Alors que les stations-service disparaissent dans de nombreuses zones rurales, certaines communes prennent les choses en main. Elles choisissent de municipaliser ces points de ravitaillement, comme le rapporte Reporterre, afin de garantir un accès à l’essence à prix abordable tout en dynamisant l’économie locale. Une solution qui répond à un enjeu de plus en plus criant dans les territoires isolés.
Ce qu'il faut retenir
- Une quinzaine d’années que les petites stations-service ont fermé dans certaines zones rurales, selon les témoignages recueillis.
- Des communes rurales rachètent et municipalisent des stations-service pour maintenir un service public de proximité.
- L’objectif est double : éviter les déserts commerciaux et proposer des prix plus accessibles aux habitants.
- Dans certaines régions, comme le Centre-Bretagne, les distances pour accéder aux services de base dépassent 12 km.
Des territoires confrontés à un désenclavement croissant
Dans ces zones rurales, les habitants doivent souvent parcourir de longues distances pour accéder aux services essentiels. « Ici, tout est à au moins 12 km : l’alimentation, la poste, le collège, le médecin, la gare… et la station-service », explique Laurence, une habitante d’une petite commune du Centre-Bretagne. La fermeture successive des stations-service a laissé ces territoires sans solution locale pour le ravitaillement en carburant, un problème qui s’aggrave depuis plus de dix ans.
Selon Reporterre, cette situation illustre un phénomène plus large : la désertification des services publics et privés dans les zones éloignées des grands centres urbains. Les élus locaux, confrontés à cette réalité, cherchent des alternatives pour éviter que ces territoires ne deviennent totalement dépendants des déplacements motorisés.

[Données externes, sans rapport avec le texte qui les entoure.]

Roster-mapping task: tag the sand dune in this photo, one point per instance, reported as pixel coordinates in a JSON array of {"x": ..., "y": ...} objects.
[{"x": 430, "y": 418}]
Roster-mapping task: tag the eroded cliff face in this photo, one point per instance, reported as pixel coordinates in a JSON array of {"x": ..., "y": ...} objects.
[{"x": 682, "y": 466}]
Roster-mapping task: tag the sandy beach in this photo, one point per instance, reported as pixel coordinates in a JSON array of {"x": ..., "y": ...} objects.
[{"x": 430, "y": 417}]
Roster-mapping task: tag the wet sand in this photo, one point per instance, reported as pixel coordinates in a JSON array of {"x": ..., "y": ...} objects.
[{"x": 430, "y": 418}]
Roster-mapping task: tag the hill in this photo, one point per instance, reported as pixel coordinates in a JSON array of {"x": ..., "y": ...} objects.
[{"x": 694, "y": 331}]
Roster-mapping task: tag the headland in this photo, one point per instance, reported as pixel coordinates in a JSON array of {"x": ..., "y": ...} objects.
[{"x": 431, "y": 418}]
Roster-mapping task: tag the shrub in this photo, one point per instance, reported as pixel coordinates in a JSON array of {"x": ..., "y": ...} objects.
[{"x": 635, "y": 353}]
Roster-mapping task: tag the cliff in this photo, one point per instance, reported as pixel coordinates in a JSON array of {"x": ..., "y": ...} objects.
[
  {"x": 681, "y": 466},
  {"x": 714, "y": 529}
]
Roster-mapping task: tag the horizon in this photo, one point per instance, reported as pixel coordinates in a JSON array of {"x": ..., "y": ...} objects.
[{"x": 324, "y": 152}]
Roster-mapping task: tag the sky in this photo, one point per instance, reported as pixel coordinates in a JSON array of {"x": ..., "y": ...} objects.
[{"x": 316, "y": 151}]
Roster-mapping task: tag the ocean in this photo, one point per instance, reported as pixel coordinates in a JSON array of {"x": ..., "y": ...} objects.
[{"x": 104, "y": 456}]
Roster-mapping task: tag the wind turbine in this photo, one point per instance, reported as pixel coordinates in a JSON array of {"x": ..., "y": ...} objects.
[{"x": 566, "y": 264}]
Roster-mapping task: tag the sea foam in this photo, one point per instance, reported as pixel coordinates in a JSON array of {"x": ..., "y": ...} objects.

La municipalisation, une réponse pragmatique et solidaire
Face à cette problématique, plusieurs communes ont opté pour une solution radicale : racheter et gérer elles-mêmes une station-service. Cette démarche, encore minoritaire, s’inscrit dans une logique de service public et de solidarité territoriale. Les collectivités espèrent ainsi limiter la hausse des prix du carburant, souvent plus élevés dans les zones isolées en raison des coûts logistiques.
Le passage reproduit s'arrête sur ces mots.